Empowering rural women through energy: A development imperative

Sustainable Development Goal 7, “ensuring access to affordable, reliable, sustainable and modern energy for all”, speaks a universal truth.

In my decades of engineering across Zimbabwe, from high-voltage transmission lines to solar mini-grids, I have witnessed first-hand how energy is not just a utility... it is the pulse that animates communities. Especially for rural women, access to reliable electricity is not merely a convenience, it is the gateway to dignity, opportunity, and transformation.

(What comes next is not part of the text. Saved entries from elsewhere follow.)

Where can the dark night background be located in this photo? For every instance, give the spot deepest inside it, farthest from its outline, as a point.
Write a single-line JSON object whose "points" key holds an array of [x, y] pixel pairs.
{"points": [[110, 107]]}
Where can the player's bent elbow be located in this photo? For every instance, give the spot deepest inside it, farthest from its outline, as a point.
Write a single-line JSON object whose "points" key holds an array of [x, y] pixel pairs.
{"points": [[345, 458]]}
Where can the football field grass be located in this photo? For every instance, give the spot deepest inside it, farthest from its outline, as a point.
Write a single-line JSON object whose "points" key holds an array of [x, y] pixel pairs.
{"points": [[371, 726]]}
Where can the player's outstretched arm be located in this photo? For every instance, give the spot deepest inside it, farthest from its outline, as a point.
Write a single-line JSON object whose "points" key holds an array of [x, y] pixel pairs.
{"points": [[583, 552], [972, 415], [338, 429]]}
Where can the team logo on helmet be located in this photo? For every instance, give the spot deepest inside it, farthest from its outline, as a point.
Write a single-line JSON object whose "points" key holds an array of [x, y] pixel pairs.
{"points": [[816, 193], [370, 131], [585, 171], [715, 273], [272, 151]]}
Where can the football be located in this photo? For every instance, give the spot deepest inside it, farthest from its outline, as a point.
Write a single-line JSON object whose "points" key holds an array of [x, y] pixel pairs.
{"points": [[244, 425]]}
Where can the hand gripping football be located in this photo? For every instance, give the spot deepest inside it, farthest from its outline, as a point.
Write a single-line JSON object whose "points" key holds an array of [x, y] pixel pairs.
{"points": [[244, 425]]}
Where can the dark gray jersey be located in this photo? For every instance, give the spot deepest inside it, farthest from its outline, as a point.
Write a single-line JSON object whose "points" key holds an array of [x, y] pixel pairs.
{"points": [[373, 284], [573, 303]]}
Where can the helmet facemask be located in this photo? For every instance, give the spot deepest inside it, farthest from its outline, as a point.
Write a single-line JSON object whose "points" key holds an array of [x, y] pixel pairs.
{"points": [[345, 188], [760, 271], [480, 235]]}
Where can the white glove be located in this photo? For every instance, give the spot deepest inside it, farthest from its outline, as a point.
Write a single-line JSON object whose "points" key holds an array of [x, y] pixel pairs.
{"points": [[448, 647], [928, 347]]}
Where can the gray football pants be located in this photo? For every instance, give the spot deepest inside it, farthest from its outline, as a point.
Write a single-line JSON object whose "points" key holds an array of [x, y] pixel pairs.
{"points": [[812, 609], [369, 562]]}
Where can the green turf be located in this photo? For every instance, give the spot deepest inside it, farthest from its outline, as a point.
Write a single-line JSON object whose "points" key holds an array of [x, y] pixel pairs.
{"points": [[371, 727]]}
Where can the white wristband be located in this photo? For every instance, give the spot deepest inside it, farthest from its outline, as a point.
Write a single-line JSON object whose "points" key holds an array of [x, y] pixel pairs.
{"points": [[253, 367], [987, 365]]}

  1. SDG 7: Electrifying equality

Sustainable Development Goal 7, “ensuring access to affordable, reliable, sustainable and modern energy for all”, speaks a universal truth. But for rural women, that phrase must take on deeper meaning. It is not enough that power is available, it must be accessible, affordable, inclusive. Rural women are often the invisible labor force: hauling water, cooking over wood fires, lighting kerosene lamps. Each moment spent on these tasks is time taken away from education, entrepreneurship, or rest.

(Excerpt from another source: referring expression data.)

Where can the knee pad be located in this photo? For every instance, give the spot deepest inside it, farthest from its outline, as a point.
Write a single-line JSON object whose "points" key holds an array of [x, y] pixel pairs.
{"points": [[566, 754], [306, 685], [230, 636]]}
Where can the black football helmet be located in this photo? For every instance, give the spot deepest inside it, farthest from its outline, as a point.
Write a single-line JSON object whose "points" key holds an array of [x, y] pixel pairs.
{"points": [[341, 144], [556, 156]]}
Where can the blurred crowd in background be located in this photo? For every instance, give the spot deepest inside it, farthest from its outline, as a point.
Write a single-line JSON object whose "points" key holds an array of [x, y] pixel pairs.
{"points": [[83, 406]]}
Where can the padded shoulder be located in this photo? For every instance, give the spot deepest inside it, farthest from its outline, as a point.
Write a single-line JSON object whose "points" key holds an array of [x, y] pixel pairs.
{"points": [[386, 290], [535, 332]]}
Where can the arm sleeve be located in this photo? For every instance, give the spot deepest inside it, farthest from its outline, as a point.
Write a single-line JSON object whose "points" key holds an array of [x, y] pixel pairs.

I’ve walked through villages where women would rise before sunrise to collect firewood, then shepherd children, and only later, in the dim glow of kerosene lamps, try to work, even their eyes strained. Electricity is not just light, it is freedom. It is the possibility that a girl can study after dark, that a mother can run a small sewing cottage, that water can be pumped, that health clinics can refrigerate vaccines.

  1. My Commitment as an engineer and leader

When I lead project planning discussions at Power Giants, I remind our teams that each kilowatt is not just for industrial output, mit could be a student finishing homework, a midwife lighting the way, or a small entrepreneur powering her livelihood. I often say: “Each meter we lay, each solar panel we install, lights not just a house, but hopes.”

So when we go into rural electrification projects, we always ask: Are there solar home systems for women-led households? Are micro-enterprise hubs powered? Are schools and community centers included? Electricity, when done well, multiplies the earning potential of rural women by enabling micro-processing (like grain mills), preserving produce (through cold storage), and providing connectivity (charging mobile phones, accessing online markets).

  1. The Power of electricity: Stories from the field

Let me share two brief, but powerful, stories drawn from our own experience:

In Gwanda, a rural community that we enabled with solar mini-grid access, women formed a co-op to operate the grain mill on solar power. They now process millet locally, doubling their incomes and cutting cooking time in half.

In Nyanga, after installing solar power at a rural clinic, a nurse said to me: “Before, we feared vaccine spoilage. Now, mothers bring their children for immunization without worry.” That chill of the fridge is a chill of hope.

  1. Why rural women must be prioritised in SDG 7 implementation
  2. a) Efficiency of Impact

When you electrify a rural home led by women, the social returns multiply. Food processing, safe cooking, education, health, small businesses, these all begin at home. You’re empowering the entire household.

  1. b) Inclusivity and gender equity

Development is not equitable unless it includes women. Electrification programs must target women, provide financing packages, training, and ownership models that place control in their hands. That’s how generational change occurs.

  1. c) Building resilient communities

Women often lead during crises. When rural clinics, schools, and homes have energy backups, women, who often manage family care, can provide continuity. A clinic with power stands open; children can study; small businesses can operate.

  1. A vision for tomorrow

I envision a Zimbabwe, and a Sadc region, where electrification strategies are deliberately designed with rural women in mind:

-Mini-grid deployments prioritise clinics, schools, and women-owned micro-enterprises.

-Solar home system programs include repayment models and training for women.

-Economic hubs with cold storage, milling, and charging stations, where women are co-owners.

-Training and employment for rural women in solar installation, maintenance, and energy services.

When communities see women confidently charging phones, running solar-powered corner shops, lighting homes, and caring for children, they choose progress. That’s the energy revolution I believe in.

  1. Call to Action

To implement SDG 7 with depth and dignity, we must:

  1. Design interventions around rural women, not just infrastructure.
  2. Involve women in planning of electrification projects, as decision makers.
  3. Measure success not just in kilowatts, but in livelihoods created.
  4. Invest in gender-inclusive funding schemes that empower women to own and operate energy solutions.

I have seen what energy can do when paired with purpose. Rural communities do not need charity, they need access. And rural women? They need power, electrical, yes, but even more importantly, transformative.

Let’s illuminate Zimbabwe, one household, one village, one woman's dream at a time.